Frau Präsidentin! Meine Damen und Herren! Viele von Ihnen kommen ja von der Grünen Woche und sind mit Fleisch und Fleischprodukten in den letzten Tagen sicherlich gut vertraut gewesen. Wie geht es Ihnen, wenn Sie von der Ausbeutung von Arbeitern in der Schlachtbranche hören oder lesen? - Aberwitzige Mieten für vergammelte Unterkünfte, überbelegte Unterkünfte, Akkordarbeit, unbezahlte Überstunden und ständig die Angst, ersetzt zu werden. Die Menschen, die in den Schlachthöfen arbeiten, gehen krank zur Arbeit, weil sie Angst haben. Im Dezember ist einer von ihnen an Tuberkulose gestorben. Jetzt haben wir einen neuen Fall von Tuberkulose im Landkreis Cloppenburg.

Meine Damen und Herren, da wird nicht nur geschlachtet, sondern da wird Armut ausgeschlachtet - die Armut der einen für die Profitgier der anderen.

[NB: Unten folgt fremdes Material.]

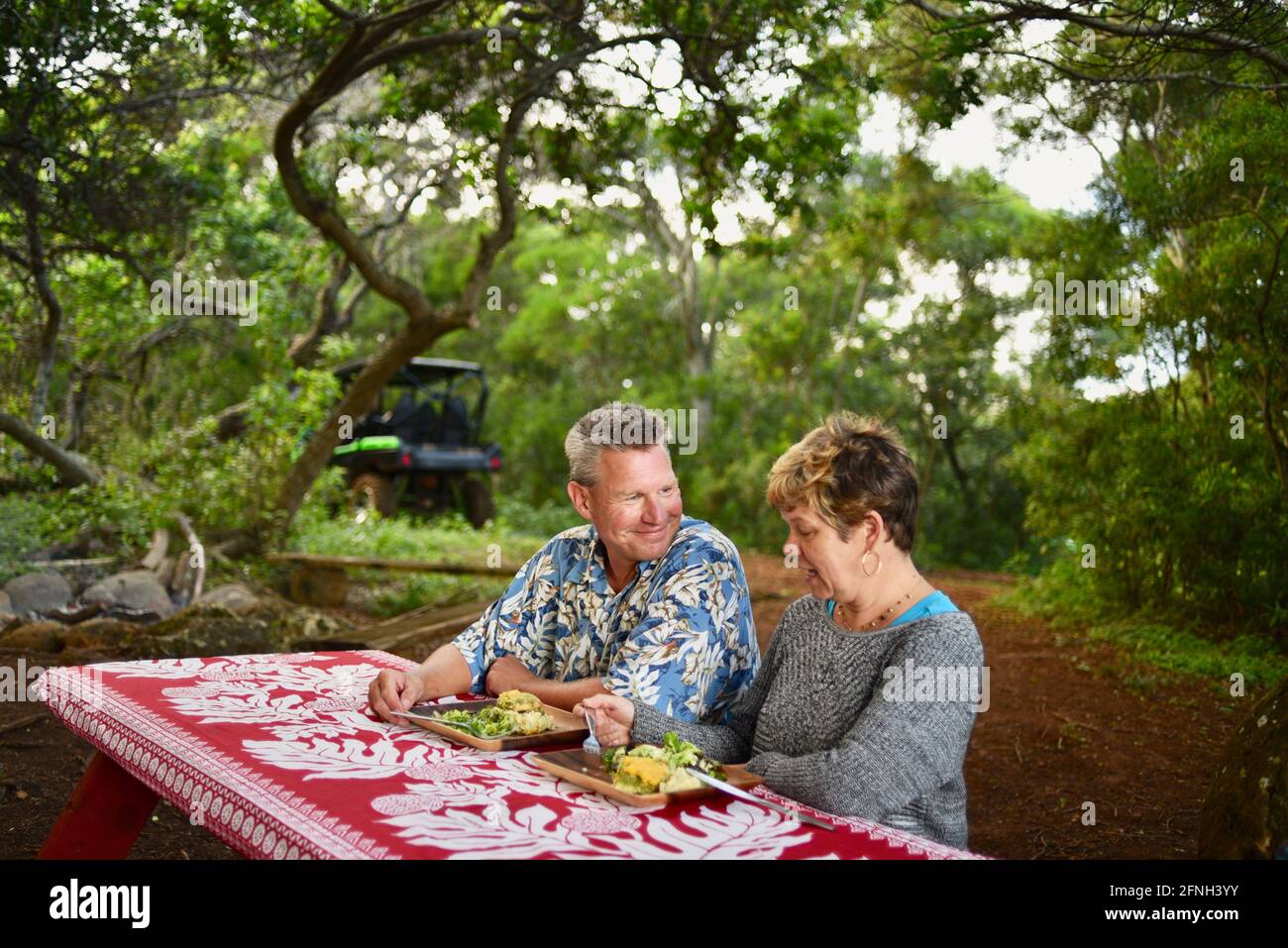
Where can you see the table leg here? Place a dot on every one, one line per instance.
(103, 817)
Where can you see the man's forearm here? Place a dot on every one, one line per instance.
(445, 673)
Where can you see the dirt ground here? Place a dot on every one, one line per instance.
(1070, 721)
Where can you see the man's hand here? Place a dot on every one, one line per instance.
(394, 690)
(509, 674)
(612, 715)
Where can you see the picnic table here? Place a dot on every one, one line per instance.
(279, 756)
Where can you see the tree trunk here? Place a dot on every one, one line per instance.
(72, 469)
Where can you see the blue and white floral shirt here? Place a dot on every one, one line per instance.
(679, 636)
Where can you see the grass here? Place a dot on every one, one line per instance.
(1150, 644)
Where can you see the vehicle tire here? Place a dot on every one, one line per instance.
(373, 491)
(477, 497)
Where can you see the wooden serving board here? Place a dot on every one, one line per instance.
(568, 728)
(587, 771)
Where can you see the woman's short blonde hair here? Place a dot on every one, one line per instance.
(846, 468)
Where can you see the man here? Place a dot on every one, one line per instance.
(642, 601)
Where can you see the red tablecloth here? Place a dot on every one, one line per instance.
(279, 758)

Aufträge kann man an Subunternehmer vergeben. Die Verantwortung für die Angestellten kann man aber so nicht loswerden.

(Beifall bei den GRÜNEN und Zu- stimmung bei der CDU)

Meine Damen und Herren, aber nur auf die Unternehmen zu schimpfen, wäre zu einfach. Die Rahmenbedingungen, die diese Ungerechtigkeit ermöglichen, die Subventionierung von Massenproduktion in der Landwirtschaft, die Konstrukte von Leiharbeit und von Werkverträgen sowie die fehlenden Kontrollen - all das ist Verantwortung der Politik. Politik kann und muss dieser modernen Sklaverei ein Ende setzen!

(Beifall bei den GRÜNEN und Zu- stimmung von Christian Grascha [FDP])

Das Erste, was ich in diesem Zusammenhang erwarte, ist, dass sich die Ministerinnen und Minister dieser Landesregierung mit den Arbeitern in den Schlachthöfen solidarisieren und dass sie eindeutig klarmachen: Wem in Niedersachsen Unrecht geschieht, für den ist diese Landesregierung da! Es gibt keine Menschen und keine Arbeiter zweiter Klasse in Niedersachsen!

(Beifall bei den GRÜNEN)

Meine Damen und Herren, wir alle sind uns einig - wir wissen das auch schon seit Jahren -: Die Wurzel des Übels sind Arbeitnehmerüberlassungen und Werkverträge. Schweine zu zersägen ist kein Werk, für das es Werkverträge geben darf. Dieses Konstrukt wird seit Jahren missbraucht, um Menschen auszubeuten. Leiharbeit mag sinnvoll sein, wenn es darum geht, damit Produktionsspitzen abzudecken und auszugleichen. In der Schlachtindustrie - das wissen Sie genauso gut wie wir - dient diese Werkvertragskonstruktion aber einzig und allein der Profitsteigerung und der Auslagerung von Verantwortung. Ich bin es, ehrlich gesagt, leid, das immer wieder anprangern zu müssen.

(Beifall bei den GRÜNEN und Zu- stimmung von Christian Calderone [CDU])

Es gäbe dafür wirklich eine sehr einfache Lösung, nämlich flexible Beschäftigung genauso zu entlohnen wie Festanstellungen.

(Christian Meyer [GRÜNE]: Der Ar- beitsminister hört ja gar nicht zu!)